Open Access Proceedings

Data mining tools for Salmonella characterization: application to gel-based fingerprinting analysis

Wen Zou1*, Hailin Tang1, Weizhong Zhao1, Joe Meehan1, Steven L Foley2, Wei-Jiun Lin3, Hung-Chia Chen14, Hong Fang5, Rajesh Nayak2 and James J Chen1

Author Affiliations

1 Division of Bioinformatics and Biostatistics, U.S. Food and Drug Administration, Jefferson, Arkansas, USA

2 Division of Microbiology, U.S. Food and Drug Administration, Jefferson, Arkansas, USA

3 Department of Applied Mathematics, Feng Chia University, Taichung, Taiwan

4 Graduate Institute of Biostatistics and Biostatistics Center, China Medical University, Taichung, Taiwan

5 The Office of Scientific Coordination, National Center for Toxicological Research, U.S. Food and Drug Administration, Jefferson, Arkansas, USA

For all author emails, please log on.

BMC Bioinformatics 2013, 14(Suppl 14):S15  doi:10.1186/1471-2105-14-S14-S15

Published: 9 October 2013



Pulsed field gel electrophoresis (PFGE) is currently the most widely and routinely used method by the Centers for Disease Control and Prevention (CDC) and state health labs in the United States for Salmonella surveillance and outbreak tracking. Major drawbacks of commercially available PFGE analysis programs have been their difficulty in dealing with large datasets and the limited availability of analysis tools. There exists a need to develop new analytical tools for PFGE data mining in order to make full use of valuable data in large surveillance databases.


In this study, a software package was developed consisting of five types of bioinformatics approaches exploring and implementing for the analysis and visualization of PFGE fingerprinting. The approaches include PFGE band standardization, Salmonella serotype prediction, hierarchical cluster analysis, distance matrix analysis and two-way hierarchical cluster analysis. PFGE band standardization makes it possible for cross-group large dataset analysis. The Salmonella serotype prediction approach allows users to predict serotypes of Salmonella isolates based on their PFGE patterns. The hierarchical cluster analysis approach could be used to clarify subtypes and phylogenetic relationships among groups of PFGE patterns. The distance matrix and two-way hierarchical cluster analysis tools allow users to directly visualize the similarities/dissimilarities of any two individual patterns and the inter- and intra-serotype relationships of two or more serotypes, and provide a summary of the overall relationships between user-selected serotypes as well as the distinguishable band markers of these serotypes. The functionalities of these tools were illustrated on PFGE fingerprinting data from PulseNet of CDC.
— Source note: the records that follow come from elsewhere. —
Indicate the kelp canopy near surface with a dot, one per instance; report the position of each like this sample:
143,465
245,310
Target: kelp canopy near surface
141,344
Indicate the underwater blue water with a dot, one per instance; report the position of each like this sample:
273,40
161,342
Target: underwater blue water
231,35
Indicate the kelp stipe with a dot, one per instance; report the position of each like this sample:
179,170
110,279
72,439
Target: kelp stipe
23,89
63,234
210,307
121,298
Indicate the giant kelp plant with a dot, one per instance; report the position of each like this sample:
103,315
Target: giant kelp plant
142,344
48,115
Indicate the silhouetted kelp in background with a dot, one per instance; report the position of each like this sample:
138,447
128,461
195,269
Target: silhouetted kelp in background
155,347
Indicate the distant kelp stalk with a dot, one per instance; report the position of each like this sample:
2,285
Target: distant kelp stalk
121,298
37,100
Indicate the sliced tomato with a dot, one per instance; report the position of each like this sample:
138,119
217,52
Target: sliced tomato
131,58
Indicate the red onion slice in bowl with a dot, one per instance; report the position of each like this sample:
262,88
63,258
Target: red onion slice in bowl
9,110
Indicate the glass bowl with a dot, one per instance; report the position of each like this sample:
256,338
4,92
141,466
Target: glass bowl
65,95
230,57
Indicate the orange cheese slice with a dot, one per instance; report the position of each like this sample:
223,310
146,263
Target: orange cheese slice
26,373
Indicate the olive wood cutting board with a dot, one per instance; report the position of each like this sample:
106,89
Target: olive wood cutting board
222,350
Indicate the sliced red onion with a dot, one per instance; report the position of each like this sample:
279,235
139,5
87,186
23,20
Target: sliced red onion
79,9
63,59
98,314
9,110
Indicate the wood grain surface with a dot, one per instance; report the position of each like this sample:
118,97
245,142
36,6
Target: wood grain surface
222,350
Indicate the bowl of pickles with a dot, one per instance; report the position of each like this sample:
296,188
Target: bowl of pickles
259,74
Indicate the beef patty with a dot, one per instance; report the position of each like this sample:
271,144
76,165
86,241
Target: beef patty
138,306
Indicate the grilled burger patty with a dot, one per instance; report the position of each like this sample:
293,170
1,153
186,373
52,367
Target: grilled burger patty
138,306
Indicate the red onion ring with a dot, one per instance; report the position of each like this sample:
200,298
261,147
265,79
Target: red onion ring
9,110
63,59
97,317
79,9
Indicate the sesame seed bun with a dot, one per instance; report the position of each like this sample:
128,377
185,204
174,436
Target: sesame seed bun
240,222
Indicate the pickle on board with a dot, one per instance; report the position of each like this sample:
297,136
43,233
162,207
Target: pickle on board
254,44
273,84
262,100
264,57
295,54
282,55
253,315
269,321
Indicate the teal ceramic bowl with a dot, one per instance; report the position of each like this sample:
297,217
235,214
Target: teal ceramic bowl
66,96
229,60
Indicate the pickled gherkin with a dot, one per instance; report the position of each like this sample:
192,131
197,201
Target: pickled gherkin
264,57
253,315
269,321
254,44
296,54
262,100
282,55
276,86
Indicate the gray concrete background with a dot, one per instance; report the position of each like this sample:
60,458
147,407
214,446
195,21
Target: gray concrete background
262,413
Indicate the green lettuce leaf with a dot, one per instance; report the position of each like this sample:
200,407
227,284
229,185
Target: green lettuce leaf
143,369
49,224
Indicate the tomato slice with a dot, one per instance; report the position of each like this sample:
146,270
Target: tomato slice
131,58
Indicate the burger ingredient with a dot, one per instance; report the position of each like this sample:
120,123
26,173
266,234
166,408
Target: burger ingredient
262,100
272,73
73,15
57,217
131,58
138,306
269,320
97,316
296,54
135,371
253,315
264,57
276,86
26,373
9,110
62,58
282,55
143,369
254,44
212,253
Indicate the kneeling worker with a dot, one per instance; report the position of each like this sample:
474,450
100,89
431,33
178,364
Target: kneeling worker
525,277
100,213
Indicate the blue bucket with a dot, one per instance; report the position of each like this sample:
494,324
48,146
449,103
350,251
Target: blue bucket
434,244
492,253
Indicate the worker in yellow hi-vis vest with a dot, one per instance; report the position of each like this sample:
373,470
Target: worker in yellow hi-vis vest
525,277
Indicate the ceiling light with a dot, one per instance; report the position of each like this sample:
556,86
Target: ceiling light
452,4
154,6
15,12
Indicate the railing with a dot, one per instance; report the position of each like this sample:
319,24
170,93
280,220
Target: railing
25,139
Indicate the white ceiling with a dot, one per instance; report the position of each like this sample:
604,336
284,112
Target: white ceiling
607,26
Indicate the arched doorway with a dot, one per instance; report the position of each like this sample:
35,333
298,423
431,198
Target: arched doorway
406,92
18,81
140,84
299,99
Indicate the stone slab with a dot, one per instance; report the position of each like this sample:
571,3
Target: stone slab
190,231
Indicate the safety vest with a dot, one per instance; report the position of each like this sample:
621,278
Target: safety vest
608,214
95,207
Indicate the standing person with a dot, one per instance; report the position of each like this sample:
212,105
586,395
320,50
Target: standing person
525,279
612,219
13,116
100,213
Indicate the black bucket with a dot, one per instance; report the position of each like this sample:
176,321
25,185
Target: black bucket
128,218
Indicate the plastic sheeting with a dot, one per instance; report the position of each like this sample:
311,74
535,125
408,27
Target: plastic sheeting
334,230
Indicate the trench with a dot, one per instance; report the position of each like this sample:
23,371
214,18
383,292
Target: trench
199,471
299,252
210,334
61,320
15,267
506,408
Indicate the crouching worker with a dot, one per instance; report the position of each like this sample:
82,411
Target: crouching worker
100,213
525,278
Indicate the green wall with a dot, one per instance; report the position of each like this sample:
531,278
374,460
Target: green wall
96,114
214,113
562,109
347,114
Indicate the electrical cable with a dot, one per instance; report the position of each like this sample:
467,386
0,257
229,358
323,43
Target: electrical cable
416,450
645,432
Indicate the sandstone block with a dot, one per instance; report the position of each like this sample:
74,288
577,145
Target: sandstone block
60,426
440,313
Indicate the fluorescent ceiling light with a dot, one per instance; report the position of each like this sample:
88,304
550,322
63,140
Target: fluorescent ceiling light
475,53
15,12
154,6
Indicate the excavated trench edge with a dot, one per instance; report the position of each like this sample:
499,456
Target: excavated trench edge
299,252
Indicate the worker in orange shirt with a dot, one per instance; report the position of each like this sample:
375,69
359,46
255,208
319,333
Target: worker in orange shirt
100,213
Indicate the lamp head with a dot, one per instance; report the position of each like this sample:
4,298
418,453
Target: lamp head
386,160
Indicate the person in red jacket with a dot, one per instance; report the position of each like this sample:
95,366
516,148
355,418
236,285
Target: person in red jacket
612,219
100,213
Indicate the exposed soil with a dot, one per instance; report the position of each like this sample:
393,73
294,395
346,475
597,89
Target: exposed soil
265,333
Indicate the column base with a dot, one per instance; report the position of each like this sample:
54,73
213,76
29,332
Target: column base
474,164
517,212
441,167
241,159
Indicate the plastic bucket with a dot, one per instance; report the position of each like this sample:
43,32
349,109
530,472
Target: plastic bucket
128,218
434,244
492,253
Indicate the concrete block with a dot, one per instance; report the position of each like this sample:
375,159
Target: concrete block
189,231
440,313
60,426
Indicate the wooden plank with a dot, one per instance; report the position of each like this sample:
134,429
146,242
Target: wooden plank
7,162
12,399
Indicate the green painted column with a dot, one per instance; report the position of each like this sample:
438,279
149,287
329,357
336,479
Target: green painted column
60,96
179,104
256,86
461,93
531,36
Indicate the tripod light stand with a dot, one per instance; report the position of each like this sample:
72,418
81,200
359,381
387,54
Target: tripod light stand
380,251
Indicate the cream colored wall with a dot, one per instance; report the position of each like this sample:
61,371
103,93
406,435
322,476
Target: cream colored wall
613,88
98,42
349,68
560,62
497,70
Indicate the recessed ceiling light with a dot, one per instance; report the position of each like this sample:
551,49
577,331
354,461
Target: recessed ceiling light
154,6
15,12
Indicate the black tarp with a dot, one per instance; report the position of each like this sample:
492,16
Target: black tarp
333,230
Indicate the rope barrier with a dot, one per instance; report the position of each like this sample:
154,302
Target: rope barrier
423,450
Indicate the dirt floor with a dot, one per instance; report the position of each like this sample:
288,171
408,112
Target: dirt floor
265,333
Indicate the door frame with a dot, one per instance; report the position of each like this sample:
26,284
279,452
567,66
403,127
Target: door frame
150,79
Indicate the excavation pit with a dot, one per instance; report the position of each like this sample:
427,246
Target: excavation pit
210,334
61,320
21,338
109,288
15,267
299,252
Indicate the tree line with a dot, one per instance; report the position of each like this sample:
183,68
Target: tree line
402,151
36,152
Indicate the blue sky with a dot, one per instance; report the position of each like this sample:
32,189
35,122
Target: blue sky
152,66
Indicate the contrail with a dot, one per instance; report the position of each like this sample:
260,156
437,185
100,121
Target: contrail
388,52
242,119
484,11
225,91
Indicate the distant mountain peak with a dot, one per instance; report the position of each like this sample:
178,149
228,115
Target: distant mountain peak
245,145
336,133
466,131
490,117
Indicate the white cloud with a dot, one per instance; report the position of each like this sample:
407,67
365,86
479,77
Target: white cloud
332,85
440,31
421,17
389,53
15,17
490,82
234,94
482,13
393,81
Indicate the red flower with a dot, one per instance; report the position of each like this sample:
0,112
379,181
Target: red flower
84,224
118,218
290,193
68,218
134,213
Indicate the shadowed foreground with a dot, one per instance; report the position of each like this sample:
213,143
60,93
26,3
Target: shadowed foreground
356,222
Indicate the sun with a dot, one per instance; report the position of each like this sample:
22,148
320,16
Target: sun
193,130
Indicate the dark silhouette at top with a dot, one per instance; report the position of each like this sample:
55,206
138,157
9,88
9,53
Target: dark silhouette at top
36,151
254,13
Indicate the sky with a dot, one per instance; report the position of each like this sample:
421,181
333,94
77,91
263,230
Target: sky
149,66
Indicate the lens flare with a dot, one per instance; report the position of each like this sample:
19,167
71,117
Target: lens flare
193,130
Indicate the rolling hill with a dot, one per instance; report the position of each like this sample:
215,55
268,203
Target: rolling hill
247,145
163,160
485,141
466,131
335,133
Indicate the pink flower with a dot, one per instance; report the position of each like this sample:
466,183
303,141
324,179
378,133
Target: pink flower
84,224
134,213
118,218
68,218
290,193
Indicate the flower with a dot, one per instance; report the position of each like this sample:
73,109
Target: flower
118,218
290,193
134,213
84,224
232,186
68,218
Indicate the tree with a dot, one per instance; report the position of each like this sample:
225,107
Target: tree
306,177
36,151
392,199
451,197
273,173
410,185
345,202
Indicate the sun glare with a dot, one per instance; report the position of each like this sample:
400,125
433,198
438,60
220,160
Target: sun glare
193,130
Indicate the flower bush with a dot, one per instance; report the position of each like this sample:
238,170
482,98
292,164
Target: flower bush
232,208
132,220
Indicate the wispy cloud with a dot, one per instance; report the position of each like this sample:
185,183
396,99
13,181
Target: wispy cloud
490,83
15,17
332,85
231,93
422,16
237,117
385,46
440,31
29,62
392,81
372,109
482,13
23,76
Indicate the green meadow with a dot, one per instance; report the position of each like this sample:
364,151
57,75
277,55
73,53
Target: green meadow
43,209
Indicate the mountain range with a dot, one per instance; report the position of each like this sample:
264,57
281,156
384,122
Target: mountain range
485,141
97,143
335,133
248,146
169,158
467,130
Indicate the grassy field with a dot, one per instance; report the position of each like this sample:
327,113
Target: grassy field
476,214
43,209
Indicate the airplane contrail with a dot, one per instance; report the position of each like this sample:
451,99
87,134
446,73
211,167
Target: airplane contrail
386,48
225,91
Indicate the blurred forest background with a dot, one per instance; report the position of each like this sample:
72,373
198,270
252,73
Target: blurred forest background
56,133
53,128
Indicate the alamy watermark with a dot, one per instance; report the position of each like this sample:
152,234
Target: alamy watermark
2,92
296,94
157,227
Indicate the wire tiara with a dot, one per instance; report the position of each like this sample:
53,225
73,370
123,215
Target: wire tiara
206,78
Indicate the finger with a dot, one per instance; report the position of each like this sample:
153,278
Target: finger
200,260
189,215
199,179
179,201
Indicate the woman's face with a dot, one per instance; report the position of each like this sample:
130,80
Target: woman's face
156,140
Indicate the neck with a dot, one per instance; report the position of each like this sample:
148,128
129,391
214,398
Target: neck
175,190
The bioinformatics approaches included in the software package developed in this study were integrated with the PFGE database to enhance the data mining of PFGE fingerprints. Fast and accurate prediction makes it possible to elucidate Salmonella serotype information before conventional serological methods are pursued. The development of bioinformatics tools to distinguish the PFGE markers and serotype specific patterns will enhance PFGE data retrieval, interpretation and serotype identification and will likely accelerate source tracking to identify the Salmonella isolates implicated in foodborne diseases.

Data mining; Salmonella; PFGE; bioinformatics tools; data analysis.